Peter Clare Beauchamp (H, 1946)
Peter Beauchamp, son of Commander Harold Charles Beauchamp (Day Boy, 1906) and nephew of Willoughby Beauchamp (Day Boy, 1907), died on 10 February 2022, aged 93.
The following is taken from a tribute to Peter written by his niece, Deborah Cooper.
Peter was a born traveller; by the end of his life he had visited at least 119 countries. His father was a Commander in the Royal Indian Navy and his uncle was also in the Royal Indian Marine and 1st Commander of the Ceylon Naval Volunteer Force. Although born in London, Peter had been to Ceylon and India twice before attending his prep school in Eastbourne in 1938. The start of the war a year later instigated a lifelong interest in aeroplane spotting, not least after watching a German bomber fire its guns over the dormitory roof one night.
Peter had the same heightened sense of awareness of the war when he started at Cheltenham as a Day Boy in 1941. In his family memoirs he remembered arriving every day on his bicycle and wearing blue boiler suits over their clothing to save what they were wearing.
As for many, he found the college a centre of stability and happiness in uncertain times. He maintained fond memories of ‘senior’ staff members, some of whom had returned after retirement to help out after the younger ones had left to join up. Their experiences and anecdotes caught Peter’s imagination, embedding a long interest in military and aviation history. Not surprisingly he became extremely proud of the school’s heritage.

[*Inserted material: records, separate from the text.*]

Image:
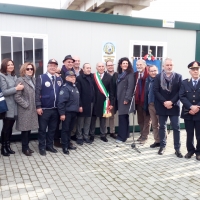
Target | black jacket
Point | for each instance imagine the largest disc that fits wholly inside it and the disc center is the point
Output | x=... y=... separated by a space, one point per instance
x=87 y=94
x=68 y=100
x=163 y=95
x=189 y=96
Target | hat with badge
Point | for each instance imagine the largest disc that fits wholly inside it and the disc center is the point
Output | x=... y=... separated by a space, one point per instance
x=53 y=61
x=68 y=57
x=194 y=64
x=70 y=73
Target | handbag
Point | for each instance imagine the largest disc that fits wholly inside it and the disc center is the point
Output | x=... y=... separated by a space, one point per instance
x=3 y=105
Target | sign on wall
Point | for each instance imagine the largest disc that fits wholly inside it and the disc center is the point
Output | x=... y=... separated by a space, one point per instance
x=109 y=52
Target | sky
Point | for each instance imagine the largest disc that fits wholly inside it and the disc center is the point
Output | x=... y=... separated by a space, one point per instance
x=177 y=10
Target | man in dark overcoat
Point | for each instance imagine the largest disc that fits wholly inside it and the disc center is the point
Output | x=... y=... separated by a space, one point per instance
x=190 y=97
x=99 y=102
x=167 y=104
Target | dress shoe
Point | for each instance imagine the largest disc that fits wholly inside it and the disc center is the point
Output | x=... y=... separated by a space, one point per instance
x=73 y=137
x=139 y=138
x=79 y=142
x=42 y=152
x=27 y=152
x=72 y=147
x=161 y=151
x=178 y=154
x=198 y=156
x=66 y=151
x=155 y=145
x=57 y=144
x=189 y=155
x=87 y=141
x=92 y=138
x=51 y=149
x=104 y=139
x=113 y=135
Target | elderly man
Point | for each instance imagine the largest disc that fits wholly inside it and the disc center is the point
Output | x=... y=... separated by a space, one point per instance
x=166 y=89
x=85 y=85
x=190 y=98
x=143 y=118
x=110 y=70
x=149 y=105
x=46 y=96
x=101 y=80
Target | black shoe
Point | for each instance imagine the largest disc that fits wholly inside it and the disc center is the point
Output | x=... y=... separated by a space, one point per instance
x=178 y=154
x=189 y=155
x=73 y=137
x=27 y=152
x=57 y=144
x=79 y=141
x=92 y=138
x=155 y=145
x=66 y=151
x=9 y=150
x=72 y=147
x=104 y=139
x=51 y=149
x=42 y=152
x=87 y=141
x=161 y=150
x=113 y=135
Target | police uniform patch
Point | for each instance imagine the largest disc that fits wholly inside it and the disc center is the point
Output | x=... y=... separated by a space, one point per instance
x=47 y=84
x=61 y=92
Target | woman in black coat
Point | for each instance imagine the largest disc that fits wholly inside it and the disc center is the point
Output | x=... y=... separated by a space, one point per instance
x=125 y=87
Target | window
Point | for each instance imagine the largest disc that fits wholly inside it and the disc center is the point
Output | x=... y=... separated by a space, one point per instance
x=23 y=48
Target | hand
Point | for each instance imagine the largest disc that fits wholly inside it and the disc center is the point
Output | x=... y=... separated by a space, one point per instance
x=195 y=108
x=191 y=112
x=19 y=87
x=62 y=117
x=167 y=104
x=39 y=111
x=80 y=109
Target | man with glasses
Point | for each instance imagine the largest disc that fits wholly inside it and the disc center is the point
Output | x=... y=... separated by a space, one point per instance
x=110 y=70
x=149 y=106
x=166 y=90
x=190 y=97
x=46 y=96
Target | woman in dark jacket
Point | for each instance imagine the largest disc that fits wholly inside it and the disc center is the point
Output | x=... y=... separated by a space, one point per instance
x=9 y=88
x=27 y=115
x=125 y=86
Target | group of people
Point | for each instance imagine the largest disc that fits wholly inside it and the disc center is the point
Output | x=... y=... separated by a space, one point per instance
x=75 y=97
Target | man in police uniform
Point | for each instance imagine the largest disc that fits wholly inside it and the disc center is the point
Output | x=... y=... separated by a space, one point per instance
x=190 y=97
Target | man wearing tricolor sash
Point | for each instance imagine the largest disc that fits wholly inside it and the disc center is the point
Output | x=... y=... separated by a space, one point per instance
x=102 y=107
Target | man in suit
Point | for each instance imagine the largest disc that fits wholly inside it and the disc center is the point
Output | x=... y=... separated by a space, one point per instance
x=101 y=78
x=190 y=97
x=166 y=90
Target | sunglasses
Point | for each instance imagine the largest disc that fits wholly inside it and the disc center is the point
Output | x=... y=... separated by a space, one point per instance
x=29 y=69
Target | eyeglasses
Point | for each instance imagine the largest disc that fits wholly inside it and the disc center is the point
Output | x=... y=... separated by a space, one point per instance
x=29 y=69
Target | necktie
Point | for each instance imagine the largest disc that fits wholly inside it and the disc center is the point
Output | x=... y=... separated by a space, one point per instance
x=53 y=79
x=195 y=84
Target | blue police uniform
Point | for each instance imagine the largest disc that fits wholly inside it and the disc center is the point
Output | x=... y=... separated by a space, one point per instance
x=190 y=95
x=68 y=105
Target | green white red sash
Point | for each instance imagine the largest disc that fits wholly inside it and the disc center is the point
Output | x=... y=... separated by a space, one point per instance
x=100 y=85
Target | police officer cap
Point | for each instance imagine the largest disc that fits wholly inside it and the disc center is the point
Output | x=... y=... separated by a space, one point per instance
x=53 y=61
x=194 y=64
x=68 y=57
x=70 y=73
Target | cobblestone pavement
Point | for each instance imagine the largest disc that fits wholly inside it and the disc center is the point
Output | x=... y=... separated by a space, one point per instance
x=100 y=171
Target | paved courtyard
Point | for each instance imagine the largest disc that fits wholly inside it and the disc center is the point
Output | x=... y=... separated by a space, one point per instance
x=100 y=171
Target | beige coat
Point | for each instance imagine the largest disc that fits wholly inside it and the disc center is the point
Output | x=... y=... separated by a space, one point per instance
x=25 y=99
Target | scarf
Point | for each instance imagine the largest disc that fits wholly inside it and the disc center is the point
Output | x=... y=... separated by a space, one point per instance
x=166 y=82
x=139 y=96
x=121 y=76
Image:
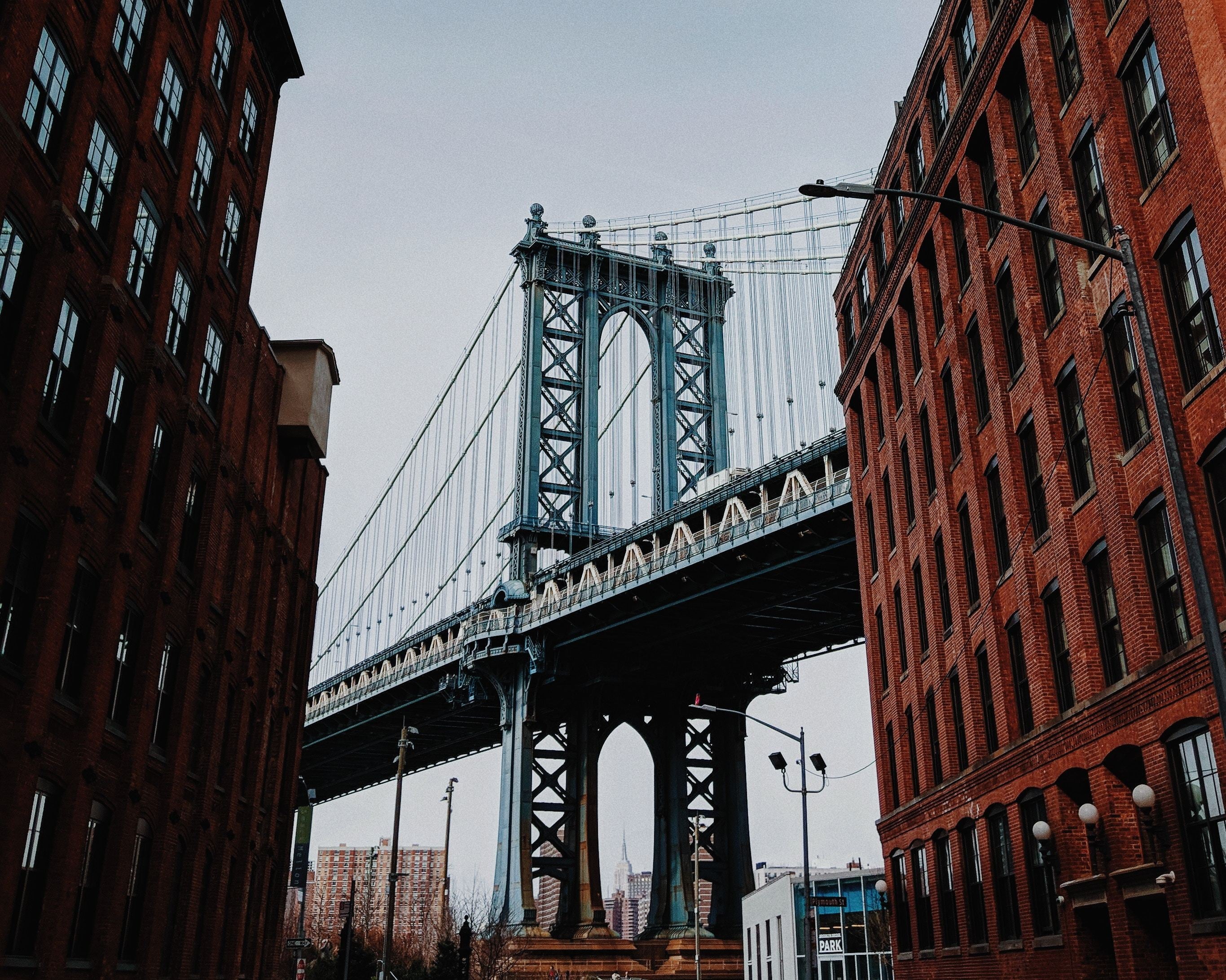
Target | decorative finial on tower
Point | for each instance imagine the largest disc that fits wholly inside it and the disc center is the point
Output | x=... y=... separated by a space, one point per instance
x=536 y=226
x=660 y=252
x=589 y=237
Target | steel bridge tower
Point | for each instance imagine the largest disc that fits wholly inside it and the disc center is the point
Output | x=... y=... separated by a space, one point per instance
x=551 y=745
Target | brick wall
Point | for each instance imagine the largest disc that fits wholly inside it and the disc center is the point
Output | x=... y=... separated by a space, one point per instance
x=1104 y=927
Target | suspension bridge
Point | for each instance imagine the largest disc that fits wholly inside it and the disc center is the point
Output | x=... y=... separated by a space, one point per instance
x=632 y=490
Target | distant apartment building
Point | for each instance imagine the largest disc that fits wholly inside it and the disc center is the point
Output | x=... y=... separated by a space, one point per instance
x=418 y=888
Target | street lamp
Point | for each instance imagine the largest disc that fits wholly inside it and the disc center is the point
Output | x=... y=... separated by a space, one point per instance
x=780 y=763
x=1209 y=622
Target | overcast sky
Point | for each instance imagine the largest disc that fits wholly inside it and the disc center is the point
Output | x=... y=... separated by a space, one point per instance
x=404 y=166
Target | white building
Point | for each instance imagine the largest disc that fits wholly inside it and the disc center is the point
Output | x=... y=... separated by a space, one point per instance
x=851 y=927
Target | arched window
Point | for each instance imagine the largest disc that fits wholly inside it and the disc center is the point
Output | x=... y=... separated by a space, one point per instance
x=1202 y=817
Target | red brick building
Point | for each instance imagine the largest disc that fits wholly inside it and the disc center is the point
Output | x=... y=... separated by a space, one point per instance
x=160 y=492
x=1033 y=638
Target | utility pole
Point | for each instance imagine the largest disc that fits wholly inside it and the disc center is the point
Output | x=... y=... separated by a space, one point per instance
x=698 y=903
x=395 y=849
x=445 y=910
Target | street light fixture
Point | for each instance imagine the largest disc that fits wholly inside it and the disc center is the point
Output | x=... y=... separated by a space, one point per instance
x=780 y=763
x=1205 y=609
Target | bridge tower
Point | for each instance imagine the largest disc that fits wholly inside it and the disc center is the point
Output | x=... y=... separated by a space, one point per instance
x=551 y=750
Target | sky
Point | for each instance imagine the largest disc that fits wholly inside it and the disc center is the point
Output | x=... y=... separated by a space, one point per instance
x=404 y=166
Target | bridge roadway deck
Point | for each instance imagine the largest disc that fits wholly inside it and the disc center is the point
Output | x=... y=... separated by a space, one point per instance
x=715 y=595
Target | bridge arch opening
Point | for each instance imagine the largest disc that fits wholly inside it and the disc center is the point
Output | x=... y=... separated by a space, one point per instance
x=626 y=444
x=627 y=830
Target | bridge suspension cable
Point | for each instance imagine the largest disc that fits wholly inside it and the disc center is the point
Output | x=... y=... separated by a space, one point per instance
x=428 y=547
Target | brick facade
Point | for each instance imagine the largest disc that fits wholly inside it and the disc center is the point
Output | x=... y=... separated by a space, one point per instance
x=162 y=799
x=913 y=379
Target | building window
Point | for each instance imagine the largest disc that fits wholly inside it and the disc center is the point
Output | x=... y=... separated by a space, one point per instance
x=85 y=908
x=1000 y=524
x=921 y=609
x=140 y=260
x=129 y=27
x=1059 y=647
x=193 y=515
x=75 y=646
x=979 y=373
x=211 y=371
x=202 y=173
x=1202 y=818
x=930 y=463
x=909 y=495
x=911 y=752
x=1020 y=675
x=1068 y=63
x=987 y=703
x=901 y=907
x=888 y=505
x=1011 y=328
x=101 y=163
x=122 y=679
x=222 y=52
x=19 y=588
x=973 y=883
x=947 y=610
x=1040 y=869
x=1149 y=112
x=962 y=250
x=1164 y=576
x=167 y=665
x=1191 y=302
x=898 y=210
x=872 y=534
x=114 y=428
x=32 y=874
x=44 y=95
x=170 y=105
x=231 y=232
x=1024 y=121
x=965 y=49
x=879 y=253
x=247 y=124
x=1126 y=379
x=945 y=901
x=134 y=893
x=991 y=187
x=1034 y=475
x=930 y=707
x=970 y=570
x=1077 y=437
x=928 y=260
x=59 y=389
x=177 y=323
x=894 y=763
x=155 y=483
x=1003 y=880
x=900 y=626
x=938 y=105
x=1049 y=265
x=1091 y=193
x=882 y=650
x=1106 y=614
x=923 y=897
x=915 y=158
x=955 y=441
x=955 y=707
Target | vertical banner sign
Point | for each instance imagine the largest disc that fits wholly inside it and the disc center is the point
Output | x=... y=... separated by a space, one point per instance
x=302 y=849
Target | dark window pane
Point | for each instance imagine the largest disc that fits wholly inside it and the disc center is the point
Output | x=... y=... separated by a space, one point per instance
x=1059 y=647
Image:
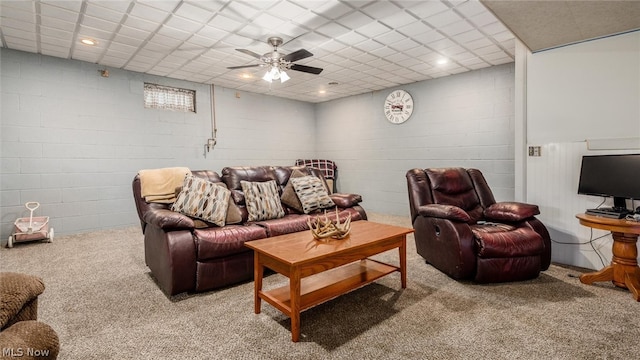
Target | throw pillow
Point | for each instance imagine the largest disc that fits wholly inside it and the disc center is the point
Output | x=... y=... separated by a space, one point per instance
x=262 y=200
x=289 y=196
x=203 y=200
x=312 y=193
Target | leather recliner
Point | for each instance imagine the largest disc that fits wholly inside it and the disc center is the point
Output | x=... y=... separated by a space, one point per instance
x=462 y=231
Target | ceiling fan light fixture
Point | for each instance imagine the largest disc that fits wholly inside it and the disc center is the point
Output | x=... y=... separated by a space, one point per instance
x=267 y=77
x=284 y=77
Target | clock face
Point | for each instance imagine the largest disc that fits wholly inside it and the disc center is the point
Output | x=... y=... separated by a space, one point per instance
x=398 y=106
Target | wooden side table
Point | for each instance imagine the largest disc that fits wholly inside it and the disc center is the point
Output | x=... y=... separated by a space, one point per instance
x=623 y=271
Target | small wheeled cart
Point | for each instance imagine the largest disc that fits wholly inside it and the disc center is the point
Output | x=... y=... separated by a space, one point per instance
x=31 y=228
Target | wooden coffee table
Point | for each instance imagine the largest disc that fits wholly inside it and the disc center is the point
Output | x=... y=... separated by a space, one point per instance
x=322 y=270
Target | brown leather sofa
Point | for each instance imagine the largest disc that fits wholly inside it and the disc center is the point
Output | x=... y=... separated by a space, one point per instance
x=461 y=230
x=184 y=257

Sports became one of Peter’s great passions at Cheltenham, and the school provided many opportunities. He recounted in his memoirs, ‘I remember coming in third on the cross-country run to my friends Mark Webb and Barry Mackanes, who were both extremely fine athletes. I finished the race without any shoes because one of them had come off in the mud on Cleeve Hill, so I took the other one off to equal things up and completed the race in stockings.’
After his father died in India in 1942, arrangements were made for Peter to become a boarder. Academic study was not forgotten altogether, although wartime staffing led to variable results, and military skills were of course a key part of the curriculum. Peter joined the OTC (Officer’s Training Corp) but soon changed to the ATC (Air Training Corps) which he ‘found more interesting, added to which we did not have to polish our buttons, unlike the OTC.’ Peter was already proficient at aircraft recognition and was the first cadet in Gloucestershire to pass all the grades up to the first-class test.
Leaving Cheltenham in 1946, Peter went straight in to the RAF to do his national service. He spent much of his time in Ceylon, where he enjoyed the experience of working on the force’s radio station, Radio SEAC. Despite this highpoint, he never went into broadcasting or became a professional airman.
Peter returned to England and joined a manufacturing pharmaceutical company in London. In 1955 he entered into a competition sponsored by the Royal Society of Arts with an essay on market research. He won, and was given funding to go to West Africa to produce a report on exports to the area. This led to a long and successful career as an export representative for different European pharmaceutical companies, living and travelling first in Africa, then in Europe, and later in North America and the Far East.
In the 1970s Peter returned to the UK, settling in Ealing, to work in marketing. This never prevented him from setting off on his travels to pursue his many other enthusiasms which, apart from rugby and cricket, included deep sea fishing, butterfly spotting, animal conservation, stamp collecting, and anything to do with aviation and military history.
His experience and skill at market research was turned into historical research as retirement beckoned and he began to write learned articles on a wide range of topics including genealogy, Tudor history, Oriental ceramics, Shakespeare’s English and wartime aerodromes. A number of these were published in professional journals.
A man of many talents, he looked back to his time at Cheltenham with gratitude for the skills and breadth of interest it provided him all his life.
Peter is survived by his nieces Caroline and Deborah and nephew Charles, as well as three great nieces and nephews and their children.